Concepts
Last updated
Last updated
Prometheus Server
The Prometheus server is the brain of the metric-based monitoring system. The main job of the server is to collect the metrics from various targets using pull model.
Target is nothing but a server, pod, endpoints etc which we will look in to detail in the next topic.
The general term for collecting metrics from the targets using Prometheus is called scraping.
Targets
Target is the source where Prometheus scrape the metrics. A target could be servers, services, Kubernetes pods, application endpoints, etc.
By default prometheus looks for metrics under /metrics
path of the target. The default path can be changed in the target configuration.

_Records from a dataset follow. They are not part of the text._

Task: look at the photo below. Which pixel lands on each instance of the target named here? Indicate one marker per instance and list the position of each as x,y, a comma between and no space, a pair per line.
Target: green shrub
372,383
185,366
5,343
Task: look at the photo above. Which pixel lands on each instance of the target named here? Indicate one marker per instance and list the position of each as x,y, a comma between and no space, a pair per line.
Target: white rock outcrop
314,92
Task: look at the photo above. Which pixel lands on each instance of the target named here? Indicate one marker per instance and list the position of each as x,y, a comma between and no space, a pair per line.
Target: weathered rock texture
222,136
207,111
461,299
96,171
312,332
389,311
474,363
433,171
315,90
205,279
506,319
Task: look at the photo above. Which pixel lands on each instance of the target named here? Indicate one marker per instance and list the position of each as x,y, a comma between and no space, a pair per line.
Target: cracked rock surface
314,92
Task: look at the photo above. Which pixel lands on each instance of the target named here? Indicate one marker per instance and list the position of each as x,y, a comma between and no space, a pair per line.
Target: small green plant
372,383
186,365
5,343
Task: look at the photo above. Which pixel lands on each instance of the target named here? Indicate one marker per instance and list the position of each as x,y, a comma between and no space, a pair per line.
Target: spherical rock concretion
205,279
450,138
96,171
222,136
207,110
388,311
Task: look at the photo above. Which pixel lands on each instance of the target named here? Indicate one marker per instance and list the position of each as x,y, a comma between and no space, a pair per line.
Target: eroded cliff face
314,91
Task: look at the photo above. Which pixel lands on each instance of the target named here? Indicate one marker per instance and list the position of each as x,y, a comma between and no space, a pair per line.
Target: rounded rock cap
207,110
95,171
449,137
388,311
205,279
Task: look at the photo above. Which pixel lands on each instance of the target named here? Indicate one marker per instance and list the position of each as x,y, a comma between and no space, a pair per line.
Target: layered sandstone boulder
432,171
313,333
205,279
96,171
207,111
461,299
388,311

This means, if you dont specify a custom metric path, Prometheus looks for the metrics under /metrics
.
Service Discovery
Prometheus uses two methods to scrape metrics from the targets.
Static configs: When the targets have a static IP or DNS endpoint, we can use those endpoints as targets.
Sevice Discovery: In most autoscaling systems and distributed systems like Kubernetes, the target will not have a static endpoint. In this case, that target endpoints are discovered using prometheus service discovery and targets are added automatically to the prometheus configuration.
TSTB
The metric data which prometheus receives changes over time (CPU, memory, network IO etc..). It is called time-series data. So Prometheus uses a Time Series Database (TSDB) to store all its data.
By default Prometheus stores all its data in an efficient format (chunks) in the local disk. Overtime, it compacts all the old data to save space. It also has retention policy to get rid of old data.
The TSDB has inbuilt mechanisms to manage data kept for long time. You can choose any of the following data retention policies.
Time based retention: Data will be kept for the specified days. The default retention is 15 days.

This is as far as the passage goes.